Having recognized this pattern, I’m wary of propagating the idea that the degree to which I allow myself to enjoy the present is contingent upon my perceived control over the future. If I white knuckle my way through the joy rides, someday I may look in the rearview mirror to find I blew past the most important stops. To challenge my future-oriented tendencies, I’ve started asking myself the following questions when I start to treat life like something to “get through” rather than enjoy:
“What can I do right now?” I tend to mentally rehearse hypothetical situations to anticipate how to prevent a worst-case scenario from occurring. I’ve spent a lot of energy conjuring up “escape routes” to mitigate potential sources of discomfort, no matter how remote or unlikely they are. While my meticulous plans have served me well within certain contexts, if I spent half as much time crafting analogies as I spent constructing elaborate solutions to problems that never even manifest…well, I might know where the hell I was going with this. Worrying about the what-ifs can trigger unnecessary anxiety. To keep myself in check, I ask what’s within my control, even if it’s as little as my reaction to whatever’s happening around me. By focusing on what I can do, I feel less helpless about what’s out of my control and reassured that I’m capable of tackling whatever lies ahead.
“What’s going well?” It occurred to me recently that I forfeit a lot of my power by giving attention to fleeting negativity that, when obsessively rehashed, can transform a bad moment into a bad day. The mental energy I use to perpetuate those thoughts could be just as easily channeled into thinking about how many overwhelmingly positive reasons there are to have a good day. No matter how persistent or severe the stressor, practicing gratitude is the most effective way I gain a clear, objective perspective of my good fortune. I take stock of all the places I receive support, positive affirmation, and self-esteem before I complain about what’s lacking. After I cover the full inventory of my health status, family life, relationships, career, hobbies, and financial stability, I always discover that even when I feel insecure about a couple categories, something is always going right. I prefer to approach gratitude from a place of abundance by appreciating what I have rather than leveraging someone else’s misfortune to feel better about my circumstances, but I don’t get to police how anyone else counts their blessings.
“Where am I?” Relax; I’m not diving into existentialism here. Maybe I’d have something more insightful to share if spent my early 20s Keeping Up with Kierkegaard instead of the Kardashians. Asking myself, “where am I?” means checking in to see where my feet are literally planted the moment I feel anxiety beginning to brew. More often than not, I’m in the comfort of my home or I’m in a familiar, safe place like my car or my office. Acknowledging that I’m not in the presence of an imminent threat creates a comfortable space to sift through my thoughts.
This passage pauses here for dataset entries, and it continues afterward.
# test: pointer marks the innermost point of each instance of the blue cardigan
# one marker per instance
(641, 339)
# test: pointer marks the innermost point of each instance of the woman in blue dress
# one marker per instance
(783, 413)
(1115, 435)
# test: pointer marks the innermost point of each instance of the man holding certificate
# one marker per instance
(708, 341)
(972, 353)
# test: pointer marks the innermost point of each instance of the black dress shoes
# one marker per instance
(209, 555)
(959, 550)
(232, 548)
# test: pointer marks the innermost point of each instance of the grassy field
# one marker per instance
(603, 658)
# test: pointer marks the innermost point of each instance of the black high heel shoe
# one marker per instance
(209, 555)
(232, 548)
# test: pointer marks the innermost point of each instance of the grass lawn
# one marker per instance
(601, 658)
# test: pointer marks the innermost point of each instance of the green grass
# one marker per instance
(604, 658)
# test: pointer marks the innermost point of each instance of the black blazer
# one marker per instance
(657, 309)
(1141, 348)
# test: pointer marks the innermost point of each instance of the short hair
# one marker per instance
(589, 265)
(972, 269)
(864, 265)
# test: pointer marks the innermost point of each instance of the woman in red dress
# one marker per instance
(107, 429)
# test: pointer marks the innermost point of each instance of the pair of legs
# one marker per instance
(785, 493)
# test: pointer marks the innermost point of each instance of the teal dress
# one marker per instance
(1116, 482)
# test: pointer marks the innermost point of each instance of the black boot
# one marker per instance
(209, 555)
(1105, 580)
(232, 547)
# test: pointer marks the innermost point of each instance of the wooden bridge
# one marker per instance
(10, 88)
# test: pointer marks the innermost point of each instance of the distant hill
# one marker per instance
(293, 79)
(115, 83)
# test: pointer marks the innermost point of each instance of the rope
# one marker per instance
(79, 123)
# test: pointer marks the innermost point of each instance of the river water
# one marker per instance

“What am I sacrificing?” I’m quick to ignore what I need now if I believe it will help me achieve what I want later. As a result, I’ve sacrificed a lot of today’s peace for tomorrow’s preparedness. It’s important for me set boundaries and make conscious choices about how I allocate my time so I don’t end up giving too much of myself to something I come to realize later I didn’t want. There’s nothing wrong with playing the long game and learning when to compromise is an integral part of earning almost anything worth having, but it’s also important to decide at what cost I’m willing to make sacrifices.